American television tends to make light of nuclear radiation. But the reality is far more dangerous. Consider the superheroes. The Teenage Mutant Ninja Turtles come to mind. A group of baby turtles are thrown into an irradiated sewer and magically transform into giant warrior Renaissance men in shells, ready to defend their city, under the tutelage of a giant kung-fu rat who ingested the same nuclear waste. In reality, this story goes differently: Four baby turtles and a sewer rat ingest large amounts of radioactive waste. They die. That doesn't make a very good television show. Sometimes the truth burns. Radiation doesn't grant super powers. It kills. Bruce Banner would never have become the hulk. He would have been burned to a crisp. 

The popular television show "The Simpsons" features the bumbling fool Homer Simpson, a safety inspector at the Springfield nuclear reactor plant. Under his watch, meltdowns are a frequent threat and nuclear waste tends to be disposed of in the sewer, which results in the famed three-eyed orange fish - and possibly the aforementioned turtles. "The Simpsons" adds humor to the situation, but they got one thing right: Most nuclear accidents are the result of negligence or human error. Three Mile Island, Chernobyl, and the Church Rock Dam stand as tragic examples of this fact. 

Church Rock Dam, which held all of the waste from open-pit uranium mining called "tailings" or "filings" (more radioactive than the ore itself) burst in 1979. The spill released 1,100 tons of filings into the Rio Puerco River in New Mexico, which feeds Colorado, Arizona, and Texas water supplies as well. The disaster has yet to be effectively cleaned up, even after being declared an EPA "superfund site" in 1983. The reason is simple. They can't. The tailings and water have spread too far. 
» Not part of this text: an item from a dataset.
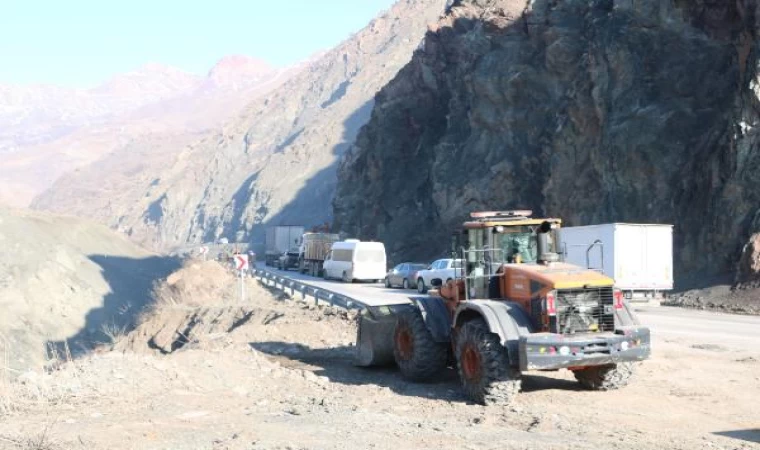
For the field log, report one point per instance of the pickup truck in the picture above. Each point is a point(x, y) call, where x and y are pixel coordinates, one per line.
point(442, 269)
The end of the Cold War crashed the uranium market. Many mines were simply abandoned, a health problem in its own right. Now another "Nuclear Renaissance" is on the horizon. Companies are scrambling to begin digging. One example is Cameco, a Canada-based company that operates uranium mines all over the world. At one mine alone in Crawford, Nebraska, the company has had 23 recorded spills since its inception. One spill released 300,000 gallons of radioactive water into the surface water supply in the White River, 100,000 gallons of which were never cleaned. Another contaminated 25,000 square feet of the Brule aquifer over a period of years that went unnoticed. Now their permit is expired. In addition to asking for it to be reinstated, Cameco is introducing an application for expansion.

I lived on the Pine Ridge Indian Reservation in South Dakota this past summer and studied the White River, the final prison of the people of Crazy Horse and Sitting Bull. I went undercover to the mine, as well as to the Nebraska Department of Environmental Quality. What I found horrified me. Now the White River is a dead river. Fish are all but gone, and those that still swim have turned white and are covered in sores. Locals told me of deer reported around the river with Coke can-sized tumors on their necks, and I heard stories about dogs born with six toes and significant health defects. At a nearby river called the Cheyenne - another uranium  mine-contaminated water supply - one man claimed that he fed fish caught in the river to a nest of baby red tailed hawks that had been abandoned by their mother after the nest fell. The birds died the next day after surviving for weeks on worms and crickets, the man said. This water supply has been unsafe for irrigation of crops, but many children still swim there. Water analysis shows levels of thorium, arsenic, lead, uranium and radium that are all above EPA safety standards - all products of uranium mining.